The Dutch Ministry of the Interior and Kingdom Relations announced Friday that it would revoke both DigiNotar PKIoverheid root certificates as of Wednesday, Sept. 28. This action follows a decision by the government to remove DigiNotar’s CAs from the Netherlands Trust List and DigiNotar’s filing for bankruptcy.
At the end of August, Microsoft warned about fraudulent certificates being issued by DigiNotar. It was subsequently revealed that DigiNotar’s system was compromised and more than 500 bogus digital certificates were issued in the names of major web properties, as well as intelligence services, such as the CIA, MI6, and Mossad.
In a blog, John Harris of Adobe explained that, as a result of the Dutch government’s revocation, “new digital signatures created with certificates from these certificate families will no longer show as valid in Acrobat and Reader, regardless of version. This is due to the fact that Acrobat and Reader check if certificates associated with the signing credential are revoked at signing and at document open.”
Harris cautioned that the government’s move “will not necessarily invalidate existing documents, if you are opening them with Acrobat or Reader 9.1+. This is due to the fact that these versions of the product check the validity of the signature at the signing time by default, not at the current time – assuming that the signature includes validation information from when it was signed.”

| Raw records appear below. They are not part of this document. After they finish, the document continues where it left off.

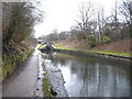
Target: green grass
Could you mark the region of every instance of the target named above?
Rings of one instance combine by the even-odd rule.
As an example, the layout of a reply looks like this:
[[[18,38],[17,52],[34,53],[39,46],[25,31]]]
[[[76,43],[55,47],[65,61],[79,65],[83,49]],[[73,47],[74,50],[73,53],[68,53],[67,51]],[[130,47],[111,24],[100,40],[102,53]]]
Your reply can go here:
[[[37,50],[40,50],[40,48],[44,47],[44,45],[45,45],[45,44],[41,44],[41,45],[37,47]]]
[[[86,52],[120,55],[120,56],[131,56],[132,55],[132,53],[120,53],[120,52],[113,52],[113,51],[86,51]]]
[[[100,54],[111,54],[111,55],[118,55],[118,56],[132,56],[132,53],[120,53],[120,52],[113,52],[113,51],[96,51],[96,50],[79,50],[79,48],[72,48],[72,47],[62,47],[59,44],[55,44],[56,48],[61,50],[70,50],[70,51],[82,51],[82,52],[90,52],[90,53],[100,53]]]

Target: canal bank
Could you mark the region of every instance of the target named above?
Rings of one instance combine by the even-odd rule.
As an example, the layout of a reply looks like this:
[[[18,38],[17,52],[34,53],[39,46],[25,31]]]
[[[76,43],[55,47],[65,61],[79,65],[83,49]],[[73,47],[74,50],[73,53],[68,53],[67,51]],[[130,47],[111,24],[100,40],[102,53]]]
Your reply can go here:
[[[54,75],[59,72],[69,97],[130,97],[129,64],[65,51],[43,53],[46,69],[53,72],[50,84],[56,86],[61,79]]]
[[[101,51],[87,51],[87,50],[65,50],[56,48],[55,52],[66,53],[66,54],[80,54],[84,56],[98,57],[107,61],[120,62],[120,63],[132,63],[132,53],[112,53],[112,52],[101,52]]]

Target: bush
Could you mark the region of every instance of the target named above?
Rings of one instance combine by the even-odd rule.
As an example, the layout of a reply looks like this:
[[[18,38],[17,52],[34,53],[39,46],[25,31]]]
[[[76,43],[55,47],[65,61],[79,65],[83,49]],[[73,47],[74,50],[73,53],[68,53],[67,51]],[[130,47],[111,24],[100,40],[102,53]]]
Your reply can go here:
[[[102,42],[107,44],[107,43],[109,43],[109,42],[110,42],[110,38],[109,38],[109,37],[107,37],[107,36],[105,36],[105,37],[102,38]]]
[[[95,35],[88,36],[88,40],[89,40],[89,42],[88,42],[88,46],[89,47],[92,47],[92,46],[96,45],[96,37],[95,37]]]

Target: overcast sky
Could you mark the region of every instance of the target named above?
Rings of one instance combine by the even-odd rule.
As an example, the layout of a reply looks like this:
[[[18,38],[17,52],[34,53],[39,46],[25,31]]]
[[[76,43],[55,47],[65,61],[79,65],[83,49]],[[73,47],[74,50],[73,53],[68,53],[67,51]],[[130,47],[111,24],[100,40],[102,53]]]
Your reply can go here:
[[[45,11],[44,22],[35,26],[35,36],[47,35],[53,30],[68,31],[76,24],[74,19],[77,16],[78,7],[84,0],[40,0]],[[89,1],[89,0],[86,0]],[[111,13],[114,0],[91,0],[96,8],[103,7],[105,15]],[[119,1],[119,0],[117,0]]]

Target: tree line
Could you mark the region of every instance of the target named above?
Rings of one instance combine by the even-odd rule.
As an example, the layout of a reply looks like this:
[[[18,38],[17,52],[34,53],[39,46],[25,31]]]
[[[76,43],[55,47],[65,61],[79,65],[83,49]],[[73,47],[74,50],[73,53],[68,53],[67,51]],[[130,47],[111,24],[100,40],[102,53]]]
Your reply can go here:
[[[84,38],[89,46],[109,43],[132,36],[132,1],[122,0],[119,3],[114,0],[114,8],[109,16],[105,15],[103,7],[95,9],[94,2],[82,2],[75,19],[76,25],[70,31],[58,33],[56,30],[47,36],[43,36],[45,42],[56,42],[67,37],[77,36]]]
[[[2,2],[2,43],[33,40],[34,25],[42,22],[38,2]]]

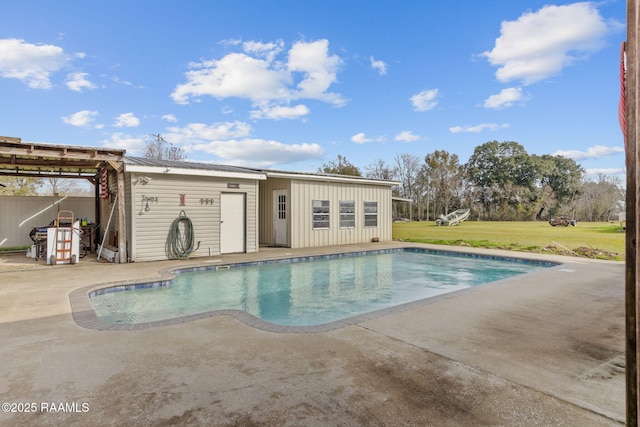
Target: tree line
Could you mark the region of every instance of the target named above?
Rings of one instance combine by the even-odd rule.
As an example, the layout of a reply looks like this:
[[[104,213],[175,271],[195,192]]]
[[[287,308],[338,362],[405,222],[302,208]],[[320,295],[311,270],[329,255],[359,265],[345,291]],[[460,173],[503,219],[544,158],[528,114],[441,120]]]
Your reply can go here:
[[[319,172],[398,181],[393,195],[410,199],[395,204],[394,216],[431,221],[460,208],[481,220],[547,220],[569,215],[579,221],[617,220],[625,199],[619,178],[601,174],[587,180],[573,159],[528,154],[513,141],[477,146],[465,164],[458,155],[435,150],[421,158],[401,153],[379,159],[362,171],[339,155]],[[409,211],[411,209],[411,211]]]

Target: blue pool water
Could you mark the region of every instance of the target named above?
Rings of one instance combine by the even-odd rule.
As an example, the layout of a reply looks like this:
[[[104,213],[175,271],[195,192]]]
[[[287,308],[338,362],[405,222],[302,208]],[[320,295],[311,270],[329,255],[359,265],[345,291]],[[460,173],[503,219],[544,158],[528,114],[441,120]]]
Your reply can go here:
[[[343,254],[346,255],[346,254]],[[287,326],[329,323],[553,264],[394,250],[178,272],[173,281],[92,292],[104,322],[136,324],[242,310]]]

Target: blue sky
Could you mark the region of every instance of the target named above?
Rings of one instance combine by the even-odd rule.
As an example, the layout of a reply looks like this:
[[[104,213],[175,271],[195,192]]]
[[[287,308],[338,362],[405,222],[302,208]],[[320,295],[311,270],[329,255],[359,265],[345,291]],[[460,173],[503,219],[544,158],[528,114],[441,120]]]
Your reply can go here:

The certificate authority breach saga actually began in March, when a number of Comodo registration authorities (RAs) were hacked and fraudulent certificates were issued from those RAs. At that time, an Iranian hacker who goes by the name Comodohacker claimed responsibility for the hack.
In an early September posting on Pastebin.com, Comodohacker claimed responsibility for compromising the DigiNotar CAs. He told the New York Times that he chose DigiNotar because it was Dutch and he was motivated by the failure of Dutch peacekeepers in 1995 to prevent the massacre of Muslims in Srebenica.
Also this month, Comodohacker claimed that he had hacked into GlobalSign, a Belgian CA. In response, GlobalSign suspended the issuing of certificates and began an investigation into the claim. The company found evidence of a breach of a web server, but said the server was isolated from other infrastructure. It went back online last week.
But Comodohacker was not done there. He bragged that he had gained access to Microsoft’s systems and was able to exploit Microsoft's Windows Update service.
Commenting on Comodohacker’s Microsoft threat, Don DeBolt, director of threat research at Total Defense, said that the hacker claimed to have “reversed the Microsoft Windows update process” and to be able to “push updates at his will via that mechanism.”
Microsoft disputes that claim, "specifically because on the client side, it is going to check the digital signature of that package and it has to be signed by the Microsoft root certificate authority. That is the control that Microsoft is relying on to insure the integrity of that transaction”, DeBolt explained.
To counter hackers like Comodohacker, CAs need to ensure their internal controls are “as sound and robust as possible because these types of compromises…should not have happened. There should have been multiple layers of security within the certificate authorities themselves to catch this type of attack, compromise, or fraudulent behavior”, DeBolt advised.